On 9/9/23 08:28, Tim Blechmann wrote:
>>>>>> when we cannot get a tx buffer (`get_a_tx_buf`) `rpmsg_upref_sleepers`
>>>>>> enables tx-complete interrupt.
>>>>>> however if the interrupt is executed after `get_a_tx_buf` and before
>>>>>> `rpmsg_upref_sleepers` we may mis the tx-complete interrupt and sleep
>>>>>> for the full 15 seconds.
>>>>>
>>>>>
>>>>> Is there any reason why your co-processor is unable to release the TX
>>>>> RPMSG
>>>>> buffers for 15 seconds?
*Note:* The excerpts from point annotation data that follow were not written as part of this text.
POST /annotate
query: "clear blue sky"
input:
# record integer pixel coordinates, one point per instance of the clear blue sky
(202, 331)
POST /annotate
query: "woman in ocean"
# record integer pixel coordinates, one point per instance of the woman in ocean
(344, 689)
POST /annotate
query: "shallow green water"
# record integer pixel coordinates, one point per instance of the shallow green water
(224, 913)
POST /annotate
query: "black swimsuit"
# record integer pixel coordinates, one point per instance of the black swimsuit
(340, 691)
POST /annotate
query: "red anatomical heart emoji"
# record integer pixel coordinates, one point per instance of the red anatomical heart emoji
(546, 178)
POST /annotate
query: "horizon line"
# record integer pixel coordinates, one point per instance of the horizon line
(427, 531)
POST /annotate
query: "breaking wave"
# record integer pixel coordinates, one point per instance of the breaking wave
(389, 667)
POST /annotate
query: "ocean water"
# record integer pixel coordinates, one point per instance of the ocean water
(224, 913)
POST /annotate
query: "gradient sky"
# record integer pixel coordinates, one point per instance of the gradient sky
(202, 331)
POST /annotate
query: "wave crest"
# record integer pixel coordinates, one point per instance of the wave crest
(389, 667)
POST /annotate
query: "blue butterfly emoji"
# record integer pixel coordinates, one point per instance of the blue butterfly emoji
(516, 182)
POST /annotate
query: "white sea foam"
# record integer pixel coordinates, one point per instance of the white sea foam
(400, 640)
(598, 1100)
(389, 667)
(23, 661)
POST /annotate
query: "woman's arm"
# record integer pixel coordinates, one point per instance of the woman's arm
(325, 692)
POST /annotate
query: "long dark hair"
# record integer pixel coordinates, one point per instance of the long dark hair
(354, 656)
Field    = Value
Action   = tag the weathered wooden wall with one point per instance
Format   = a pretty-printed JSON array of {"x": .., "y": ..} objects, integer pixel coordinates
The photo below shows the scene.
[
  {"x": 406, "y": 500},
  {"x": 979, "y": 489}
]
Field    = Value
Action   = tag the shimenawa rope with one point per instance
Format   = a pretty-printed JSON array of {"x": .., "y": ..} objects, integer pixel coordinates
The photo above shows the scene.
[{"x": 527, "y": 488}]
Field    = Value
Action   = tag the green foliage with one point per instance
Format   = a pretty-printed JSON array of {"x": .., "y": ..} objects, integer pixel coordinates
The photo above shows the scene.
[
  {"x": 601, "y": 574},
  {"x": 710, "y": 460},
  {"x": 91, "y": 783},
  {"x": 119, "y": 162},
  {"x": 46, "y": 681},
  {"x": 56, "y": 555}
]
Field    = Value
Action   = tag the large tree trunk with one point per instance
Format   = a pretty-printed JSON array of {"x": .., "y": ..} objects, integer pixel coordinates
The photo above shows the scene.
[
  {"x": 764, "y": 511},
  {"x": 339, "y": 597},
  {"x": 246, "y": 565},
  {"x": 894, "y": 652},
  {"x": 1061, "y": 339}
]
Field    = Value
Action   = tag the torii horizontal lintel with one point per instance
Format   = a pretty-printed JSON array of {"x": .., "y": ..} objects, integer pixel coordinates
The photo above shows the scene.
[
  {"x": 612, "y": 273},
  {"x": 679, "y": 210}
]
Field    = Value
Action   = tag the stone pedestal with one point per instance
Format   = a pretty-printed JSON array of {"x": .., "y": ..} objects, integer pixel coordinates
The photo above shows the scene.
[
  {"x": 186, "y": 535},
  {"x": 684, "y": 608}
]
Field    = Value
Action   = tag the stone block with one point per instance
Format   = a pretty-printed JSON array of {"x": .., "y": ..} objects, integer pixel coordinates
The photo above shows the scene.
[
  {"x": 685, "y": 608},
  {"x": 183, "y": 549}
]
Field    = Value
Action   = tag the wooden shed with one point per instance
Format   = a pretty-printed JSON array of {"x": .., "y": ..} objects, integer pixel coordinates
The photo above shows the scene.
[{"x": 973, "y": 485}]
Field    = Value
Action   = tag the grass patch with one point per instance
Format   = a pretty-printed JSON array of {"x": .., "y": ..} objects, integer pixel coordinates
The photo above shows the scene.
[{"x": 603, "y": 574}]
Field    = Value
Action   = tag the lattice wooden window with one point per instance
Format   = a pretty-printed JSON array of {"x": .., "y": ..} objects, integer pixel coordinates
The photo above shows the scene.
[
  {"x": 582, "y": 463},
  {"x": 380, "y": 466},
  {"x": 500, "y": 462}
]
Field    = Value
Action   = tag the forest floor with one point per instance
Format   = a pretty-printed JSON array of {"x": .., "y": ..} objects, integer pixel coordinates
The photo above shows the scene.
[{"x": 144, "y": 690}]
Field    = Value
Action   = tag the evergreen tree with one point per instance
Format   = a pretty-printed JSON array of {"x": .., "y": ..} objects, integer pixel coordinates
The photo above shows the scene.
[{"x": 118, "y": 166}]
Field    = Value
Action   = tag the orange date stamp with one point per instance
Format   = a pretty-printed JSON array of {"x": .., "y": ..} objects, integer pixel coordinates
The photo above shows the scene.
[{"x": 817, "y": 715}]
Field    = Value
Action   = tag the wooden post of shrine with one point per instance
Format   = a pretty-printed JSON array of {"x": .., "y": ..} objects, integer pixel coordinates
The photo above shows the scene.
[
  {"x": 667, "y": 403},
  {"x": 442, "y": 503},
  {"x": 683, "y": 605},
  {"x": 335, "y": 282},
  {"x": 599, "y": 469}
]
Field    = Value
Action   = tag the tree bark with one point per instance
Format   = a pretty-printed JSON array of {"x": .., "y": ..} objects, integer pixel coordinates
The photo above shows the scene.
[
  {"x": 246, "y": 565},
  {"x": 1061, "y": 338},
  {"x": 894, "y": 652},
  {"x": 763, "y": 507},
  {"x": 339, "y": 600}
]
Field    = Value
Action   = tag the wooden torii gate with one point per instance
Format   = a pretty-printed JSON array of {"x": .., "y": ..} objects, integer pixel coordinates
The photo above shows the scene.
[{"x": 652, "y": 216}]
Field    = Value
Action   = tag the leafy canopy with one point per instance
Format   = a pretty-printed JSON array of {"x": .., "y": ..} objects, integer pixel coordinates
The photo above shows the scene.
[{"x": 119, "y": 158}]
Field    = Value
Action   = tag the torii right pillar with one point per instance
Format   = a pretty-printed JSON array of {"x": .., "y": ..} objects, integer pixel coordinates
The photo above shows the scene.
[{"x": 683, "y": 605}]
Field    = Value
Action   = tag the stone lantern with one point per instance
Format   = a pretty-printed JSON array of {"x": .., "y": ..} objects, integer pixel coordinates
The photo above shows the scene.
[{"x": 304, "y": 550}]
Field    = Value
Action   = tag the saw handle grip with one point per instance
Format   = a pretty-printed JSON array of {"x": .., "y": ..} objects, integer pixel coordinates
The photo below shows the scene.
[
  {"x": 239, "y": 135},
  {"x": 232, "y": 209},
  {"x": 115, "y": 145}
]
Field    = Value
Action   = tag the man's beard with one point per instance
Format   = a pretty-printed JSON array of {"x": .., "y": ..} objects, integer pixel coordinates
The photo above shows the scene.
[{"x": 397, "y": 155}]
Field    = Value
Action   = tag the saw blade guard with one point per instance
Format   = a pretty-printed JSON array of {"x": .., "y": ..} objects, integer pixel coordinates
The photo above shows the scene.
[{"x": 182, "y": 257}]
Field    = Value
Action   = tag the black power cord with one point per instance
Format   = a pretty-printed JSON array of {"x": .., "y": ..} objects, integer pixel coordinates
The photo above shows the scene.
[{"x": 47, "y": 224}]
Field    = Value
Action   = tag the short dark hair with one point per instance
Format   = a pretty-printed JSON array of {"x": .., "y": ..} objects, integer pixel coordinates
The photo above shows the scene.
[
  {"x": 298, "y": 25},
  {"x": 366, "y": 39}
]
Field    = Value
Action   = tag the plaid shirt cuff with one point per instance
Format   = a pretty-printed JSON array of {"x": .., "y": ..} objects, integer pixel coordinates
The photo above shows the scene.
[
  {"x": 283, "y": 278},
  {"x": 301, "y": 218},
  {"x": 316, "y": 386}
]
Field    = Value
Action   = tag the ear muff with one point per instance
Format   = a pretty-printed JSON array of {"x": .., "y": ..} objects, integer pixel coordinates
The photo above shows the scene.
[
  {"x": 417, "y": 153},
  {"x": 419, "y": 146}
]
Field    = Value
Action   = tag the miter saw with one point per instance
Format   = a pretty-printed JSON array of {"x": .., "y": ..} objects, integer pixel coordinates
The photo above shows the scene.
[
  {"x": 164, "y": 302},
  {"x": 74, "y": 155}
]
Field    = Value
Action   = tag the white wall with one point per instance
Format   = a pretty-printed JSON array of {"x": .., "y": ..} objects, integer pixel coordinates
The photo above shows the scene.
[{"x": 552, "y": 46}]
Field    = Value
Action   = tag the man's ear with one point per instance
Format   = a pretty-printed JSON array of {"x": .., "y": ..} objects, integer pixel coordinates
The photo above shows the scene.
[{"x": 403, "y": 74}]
If not, you should first determine the reason why
>>>>> it is
>>>>> stalled.
>>>>
>>>> Arnaud's concern is valid. If the remote processor can't consume a buffer
>>>> within 15 seconds, something is probably wrong.
>>>>
>>>> That said, I believe your assesment of the situation is correct. *If* the
>>>> TX
>>>> callback is disabled and there is no buffer available, there is a window of
>>>> opportunity between calls to get_a_tx_buf() and rpmsg_upref_sleepers() for
>>>> an
>>>> interrupt to arrive in function rpmsg_send_offchannel_raw().
>>>
>>> the remote processor certainly releases the tx buffer and according to my
>>> tracing the `vring_interrupt` fires immediately before `rpmsg_send` enters
>>> the
>>> `rpmsg_upref_sleepers`.
>>
>>
>> If I well understood your point, the issue occur in following race condition
>>
>> - all the Tx buffers are used
>> - in rpmsg_send_offchannel_raw() function, we try to get a buffer using
>> get_a_tx_buf(vrp) that returns NULL
>> - rpmsg_xmit_done is called as a Tx buffer is released by the remote
>> processor
>> and now free
>> - in rpmsg_send_offchannel_raw() rpmsg_upref_sleepers is called
>>
>> At this point you are nothing happen until 15 second because rpmsg_xmit_done
>> is
>> never called again that would wake up the waitqueue to call get_a_tx_buf()
>
> yes, this is the behaviour that i've been seeing:
>
> virtio emits a few times:
> [ 404.XXXXXX] No more buffers in queue
> and then
> [ 404.588722] remoteproc remoteproc0: vq index 1 is interrupted
> [ 404.597249] virtqueue interrupt with no work for 6d53f13a
Difficult to understand the scheduling with your trace. Could you enable ftrace
to
observe it (mailbox interrupts,rpmsg and virtio functions)
>
>> If yes what is not clear to me is that wait_event_interruptible_timeout()
>> seems
>> to test the condition (so call get_a_tx_buf()) before entering in sleep[1]. A
>> free TX buffer should be found at this step.
>>
>> [1]https://elixir.bootlin.com/linux/latest/source/include/linux/wait.h#L534
>
> hmm, interesting. but that would imply a timing issue where calling
> get_a_tx_buf
> twice somehow makes a difference as opposed to calling it only once.
>
> would the "interrupt with no work" point to a different cause for the issue
> that
> we are seeing?
Look like you have not released the buffer on remote side so no buffer in vring
used list.
Do you use the zero copy (rpmsg_hold_rx_buffer) on remote processor?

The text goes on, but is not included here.